Miso is the one-ingredient upgrade that does it all. It brings with it the soybeans' nutty undertone, deepened into an umami funk created during the fermentation process. Somewhere in between all of that, you might even spot a note of sweetness. At first taste, it's something that subtly blends into the ingredients and inexplicably makes the dish taste fuller. The green beans are richer, the sauce more dramatic, and the mushrooms become more than just a textural filler with that savory boost. Every forkful afterward continues building up those flavors, all the way until the plates are cleared and your craving for big, warm flavors is completely sated.

A Japanese twist you didn't know your green bean casserole needed

There are three types of miso, and white miso is your best bet in this case. It's the lightest in intensity, and therefore least likely to overwhelm the dish or clash with heavier ingredients. Even so, a little still goes a long way, so start by mixing only one tablespoon into the sauce, and adjust — one teaspoon at a time — until you get the desired potency.

Beyond that, there's no set rule for what you can add miso to. Perhaps you'd make a tangy white roux or a simple butter sauce that enriches the dish's undertone. Coconut milk and coconut cream, abundant with sweetness, could also help bring out the paste's underlying sweet hints. Simmering in the pan with the miso paste, soy sauce (or Worcestershire sauce) delivers one umami punch after another. You can even roast the onion separately and then stir the drippings into the sauce to blend the peppery aroma into the miso's savory depth.
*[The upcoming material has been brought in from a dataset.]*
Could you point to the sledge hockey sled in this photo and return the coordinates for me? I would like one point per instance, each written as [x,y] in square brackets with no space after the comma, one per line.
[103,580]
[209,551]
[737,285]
Since miso is already there, you can always utilize other Japanese staples as well. Try swapping button mushrooms for shiitake mushrooms, or sprinkle toasted sesame seeds and sliced scallions over the dish instead of the usual fried onions. Rather than using chicken broth to ground the sauce, dashi soup powder could make for quite an interesting base. And hey, drop a few edamame in while you're at it for fun pops of colors.